ZAGABRIA La Commissione europea ha deciso di offrire la propria mediazione ai due eterni litiganti, Croazia e Slovenia, i cui bisticci sul confine nel Golfo di Pirano – e dopo il veto di Lubiana – hanno di fatto bloccato l’avanzamento di Zagabria verso l’Europa comunitaria.
È stato il commissario europeo per l’Allargamento Olli Rehn a fare visita mercoledì alle due capitali, dove ha incontrato le rispettive dirigenze statali per esporre loro il piano di mediazione concordato con il presidente della Commissione europea José Manuel Barroso. Un piano di cui nessuno ha voluto rivelare il benché minimo dettaglio, un atteggiamento spiegato ieri dalla portavoce di Rehn, Krisztina Nagy. «Credo che nella soluzione di questioni politiche delicate, ci siano momenti propizi per la diplomazia alla luce del sole e momenti per la diplomazia riservati. Siamo in una fase – ha dichiarato – in cui la diplomazia deve lavorare a fari spenti, senza fornire alcuna informazione all’opinione pubblica».

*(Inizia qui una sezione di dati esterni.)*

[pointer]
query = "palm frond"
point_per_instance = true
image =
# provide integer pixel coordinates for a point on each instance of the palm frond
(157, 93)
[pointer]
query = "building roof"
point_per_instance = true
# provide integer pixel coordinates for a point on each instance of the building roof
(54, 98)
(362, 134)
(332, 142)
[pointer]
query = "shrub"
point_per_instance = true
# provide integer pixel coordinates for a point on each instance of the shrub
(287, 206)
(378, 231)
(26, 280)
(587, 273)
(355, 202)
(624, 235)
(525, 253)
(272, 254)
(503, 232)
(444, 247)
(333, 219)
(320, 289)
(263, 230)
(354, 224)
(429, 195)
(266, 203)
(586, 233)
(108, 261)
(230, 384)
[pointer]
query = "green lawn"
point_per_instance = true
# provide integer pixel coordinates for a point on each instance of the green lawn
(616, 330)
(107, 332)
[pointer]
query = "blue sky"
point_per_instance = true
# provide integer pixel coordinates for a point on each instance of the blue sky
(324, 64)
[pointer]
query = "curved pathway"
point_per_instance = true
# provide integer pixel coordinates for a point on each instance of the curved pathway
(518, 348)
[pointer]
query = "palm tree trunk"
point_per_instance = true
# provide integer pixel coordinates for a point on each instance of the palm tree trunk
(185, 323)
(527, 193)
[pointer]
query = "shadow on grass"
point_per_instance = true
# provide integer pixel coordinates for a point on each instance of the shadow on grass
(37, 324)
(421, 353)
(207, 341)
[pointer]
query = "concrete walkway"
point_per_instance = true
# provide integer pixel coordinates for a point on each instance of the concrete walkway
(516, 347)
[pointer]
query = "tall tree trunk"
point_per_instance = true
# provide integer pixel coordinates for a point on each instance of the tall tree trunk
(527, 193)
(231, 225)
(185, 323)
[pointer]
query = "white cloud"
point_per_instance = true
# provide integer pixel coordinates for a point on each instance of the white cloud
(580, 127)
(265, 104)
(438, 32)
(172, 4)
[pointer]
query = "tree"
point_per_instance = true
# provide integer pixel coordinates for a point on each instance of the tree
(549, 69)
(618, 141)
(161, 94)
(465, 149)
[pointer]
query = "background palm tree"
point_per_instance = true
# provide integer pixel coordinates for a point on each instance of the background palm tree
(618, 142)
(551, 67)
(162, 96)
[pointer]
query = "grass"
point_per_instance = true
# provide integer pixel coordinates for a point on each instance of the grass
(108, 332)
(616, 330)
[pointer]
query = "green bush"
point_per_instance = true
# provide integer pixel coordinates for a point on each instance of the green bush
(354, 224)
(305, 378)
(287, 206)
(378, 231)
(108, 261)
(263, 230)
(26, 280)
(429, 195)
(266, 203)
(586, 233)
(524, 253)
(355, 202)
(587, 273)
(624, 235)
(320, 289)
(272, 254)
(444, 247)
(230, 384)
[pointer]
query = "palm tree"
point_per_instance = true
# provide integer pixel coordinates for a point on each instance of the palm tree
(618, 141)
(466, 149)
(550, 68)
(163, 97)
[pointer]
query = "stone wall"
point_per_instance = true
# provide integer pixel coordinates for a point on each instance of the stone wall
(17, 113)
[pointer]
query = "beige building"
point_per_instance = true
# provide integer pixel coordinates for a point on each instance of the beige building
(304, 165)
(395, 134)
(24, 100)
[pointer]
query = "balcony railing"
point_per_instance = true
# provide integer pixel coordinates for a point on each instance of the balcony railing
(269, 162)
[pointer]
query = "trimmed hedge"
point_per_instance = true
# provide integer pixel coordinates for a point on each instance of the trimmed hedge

Il finlandese Rehn è stato dapprima a Lubiana, dove ha incontrato il premier sloveno Borut Pahor. Una visita programmata, al termine della quale il primo ministro ha ripetuto che «la Slovenia continua a insistere affinché la Croazia, nelle sue trattative di adesione con l’Unione europea, ritiri quei documenti che potrebbero pregiudicare la fissazione dei confini tra i due Stati». «Documenti – ha aggiunto Pahor – di cui Zagabria non dovrebbe fare uso nemmeno nel caso si facesse ricorso a un arbitrato internazionale sui confini».
Esaurita la tappa lubianese, Rehn ha fatto mercoledì sera un’improvvisata a Zagabria, cogliendo praticamente di sorpresa le massime autorità statali croate. Ha avuto colloqui con il capo dello Stato Stipe Mesic e con il premier Ivo Sanader, dopo di che è ripartito per Bruxelles, per rendere conto a Barroso e alla Commissione europea sugli esiti della missione-blitz. Interpellato dai giornalisti, il presidente della Repubblica ha chiarito una cosa, ossia che Rehn non è giunto nella capitale croata facendo da cassa di risonanza delle posizioni slovene. «Ho detto al mio interlocutore – così Mesic – che le due parti si sono trincerate dietro posizioni che paiono evidentemente inconciliabili. Da parte nostra proponiamo l’unica cosa logica e cioè che Slovenia e Croazia si rivolgano a un’istanza internazionale. Parlo della Corte di Giustizia dell’Aja. È un organismo imparziale, che applica le convenzioni internazionali. La Croazia, questo è certo, si è impegnata ad accettare qualsiasi verdetto, positivo o negativo che sia per noi».
Rispetto a Mesic, il capo del governo ha usato parole che sembrano chiudere la strada a ogni compromesso: «La Croazia non può accettare quanto chiesto da Lubiana, ossia di stracciare i propri documenti probatori, da esibire in caso di arbitrato. Infatti, la Corte internazionale di Giustizia chiederebbe alle due parti di prendere visione di tutti i documenti importanti, al fine di emanare un’equa sentenza. È questo uno dei principi del Diritto internazionale. La richiesta slovena è invece antieuropea. Sia chiaro che la Croazia entrerà nell’Unione europea, senza dovere per questo fare concessioni territoriali ai Paesi vicini».
Se il contenzioso sul confine del golfo piranese sta ostacolando il cammino della Croazia verso l’Europa unita, non così si può dire per la sua adesione alla Nato. La Commissione esteri del Parlamento sloveno ha respinto ieri la proposta del Partito popolare, che intendeva togliere dall’ordine del giorno della prossima sessione parlamentare la ratifica del protocollo di adesione della Croazia all’Alleanza atlantica. Il premier Pahor ha dichiarato che non vi è alcun motivo per non procedere alla ratifica, atto che dovrebbe avvenire la prossima settimana. «Il processo di adesione alla Nato – ha precisato Pahor – è diverso da quello riguardante l’Unione europea e dunque la nostra vertenza sui confini non può in alcun modo influire sulla ratifica del protocollo».
Alcune settimane fa a ratificare il documento era stato il Parlamento italiano.